Annihilation by Michel Houellebecq review – the failure of politics | Michel Houellebecq

French novelist Michel Houellebecq’s last novel, 2019’s Serotonin, practically dared the reader to abandon it. Bitter, bigoted narrator Florent-Claude Labrouste sprayed venom in all directions, but reserved the worst for his near-silent, spectacularly unfaithful Japanese wife – a woman whose infidelities extended not only to entire roomfuls of men, but at one point to a roomful of dogs.

Repugnant though much of this material was, Houellebecq dredged from the sewage a novel of unexpected poignancy. Burning off its fury in the heat of its first half, Serotonin evolved in its closing passages into a work of elegiac, alienated grief, albeit one that retained, in its daring psychological excavation of the then-nascent gilets jaunes movement, Houellebecq’s sharp eye for contemporary cultural fissures.

Houellebecq’s latest (and, he claims, final) novel seems to emerge from Serotonin’s emotive aftermath. Largely purged of the provocation and gleeful unpleasantness of his earlier work, Annihilation feels instead suffused with a particular kind of sadness – overwhelming, numbing, at times deliberately and maddeningly boring.

Like Serotonin’s narrator, French government minister Paul Raison has grown distant from his wife. Inside their fridge, “total nutritional warfare” is under way. Prudence has converted to veganism. Amid her tofu and quinoa, Paul finds “nothing but shit to eat”. Ultimately, an uneasy compromise is reached: a designated shelf for his “redneck food”. Paul’s emotional response to this schism differs significantly from Labrouste’s chauvinistic resentment. Sorrow, not cruelty, is the keynote here. Paul and Prudence exist day to day in a state of “standardised despair”. The warfare is confined to the refrigerator.

Throughout Annihilation, similar dualities of stasis and chaos, violence and sexless bureaucracy, demarcate its psychosocial terrain. At a Paris Metro station, the disordered subversion of graffiti slogans clashes with the “witless nonsense” of a state-sponsored public poetry initiative. In drab governmental offices, politicians of the old order recruit slovenly, irreverent youngsters to decode a series of increasingly sinister online attacks. And across France, as 2027 begins and an election gets under way, the placid familiarity of the incumbent liberal regime is set against the chaos element of the populist right. At every level, the binary is a dispiriting one: disorder precariously held at bay by precisely the airless stagnation that inspires it.

Annihilation is a lengthy novel, and Houellebecq labours to make it feel longer. The colour palette is overwhelmingly grey; tension is almost superstitiously avoided.
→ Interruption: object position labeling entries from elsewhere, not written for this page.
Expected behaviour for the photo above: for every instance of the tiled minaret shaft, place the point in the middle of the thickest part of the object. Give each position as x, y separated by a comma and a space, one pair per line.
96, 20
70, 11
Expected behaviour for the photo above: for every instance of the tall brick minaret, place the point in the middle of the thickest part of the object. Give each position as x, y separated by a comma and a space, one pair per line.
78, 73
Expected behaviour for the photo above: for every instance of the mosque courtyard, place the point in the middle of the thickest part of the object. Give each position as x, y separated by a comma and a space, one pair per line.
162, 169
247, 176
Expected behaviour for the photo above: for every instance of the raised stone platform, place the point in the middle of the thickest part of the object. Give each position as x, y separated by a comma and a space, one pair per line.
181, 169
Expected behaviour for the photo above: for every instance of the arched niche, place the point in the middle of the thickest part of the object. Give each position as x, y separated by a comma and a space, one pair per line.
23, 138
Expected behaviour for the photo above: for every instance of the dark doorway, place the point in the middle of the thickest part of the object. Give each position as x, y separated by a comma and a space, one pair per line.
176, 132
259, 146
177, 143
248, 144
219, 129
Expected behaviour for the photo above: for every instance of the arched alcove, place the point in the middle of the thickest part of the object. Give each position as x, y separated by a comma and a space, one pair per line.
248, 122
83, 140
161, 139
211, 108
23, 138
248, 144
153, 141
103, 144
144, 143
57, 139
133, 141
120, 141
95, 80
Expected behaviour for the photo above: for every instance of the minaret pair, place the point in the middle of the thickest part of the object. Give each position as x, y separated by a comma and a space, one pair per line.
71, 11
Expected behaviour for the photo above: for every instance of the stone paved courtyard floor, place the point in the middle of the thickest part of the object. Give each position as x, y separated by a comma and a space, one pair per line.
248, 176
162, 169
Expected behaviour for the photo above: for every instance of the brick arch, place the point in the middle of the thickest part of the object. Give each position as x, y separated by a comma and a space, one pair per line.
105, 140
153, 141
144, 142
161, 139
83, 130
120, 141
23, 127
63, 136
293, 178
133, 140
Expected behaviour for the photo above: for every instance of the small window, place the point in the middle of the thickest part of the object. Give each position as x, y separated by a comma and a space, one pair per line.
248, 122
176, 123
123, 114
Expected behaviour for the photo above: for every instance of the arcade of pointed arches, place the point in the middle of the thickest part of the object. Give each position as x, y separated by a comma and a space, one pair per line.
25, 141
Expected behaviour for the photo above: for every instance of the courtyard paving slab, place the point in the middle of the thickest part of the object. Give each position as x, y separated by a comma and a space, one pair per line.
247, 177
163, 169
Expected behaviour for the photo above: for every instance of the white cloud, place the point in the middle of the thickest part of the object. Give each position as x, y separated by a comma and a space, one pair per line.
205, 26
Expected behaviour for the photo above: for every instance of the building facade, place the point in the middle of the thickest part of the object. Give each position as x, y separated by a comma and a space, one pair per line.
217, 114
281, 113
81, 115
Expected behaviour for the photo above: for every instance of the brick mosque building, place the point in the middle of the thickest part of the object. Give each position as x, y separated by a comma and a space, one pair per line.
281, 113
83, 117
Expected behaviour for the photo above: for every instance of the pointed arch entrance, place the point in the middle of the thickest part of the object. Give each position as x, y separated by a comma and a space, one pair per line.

Paul’s mournful acceptance of life’s cruelties leaves the book feeling at times as if the despair of his marriage has saturated every aspect, including Houellebecq’s wilfully textureless run-on sentences.

Like most of Houellebecq’s work, though, the book sharpens as it advances. Annihilation may present itself as a political thriller, but at its heart is a far more intimate catastrophe: the debilitating, near fatal stroke suffered by Paul’s father, and the decline of his once empathetic care facility into a neoliberal nightmare of cost savings and creeping neglect. Viewed through the eyes of Maryse, a care assistant and migrant worker, Houellebecq’s vision of old age in a society that sees “the value of a human being declining as their age increases”, is at once hellish and viscerally accurate:

The residents who weren’t able to get out of bed all had terrifying bed sores. She had ten minutes to wash them, which wasn’t nearly enough, and lots of them couldn’t go to the toilet themselves … sometimes when she came back the little old man in question wouldn’t have been able to hold it in, he would have shat on himself and on the floor, and she had to clean it all up.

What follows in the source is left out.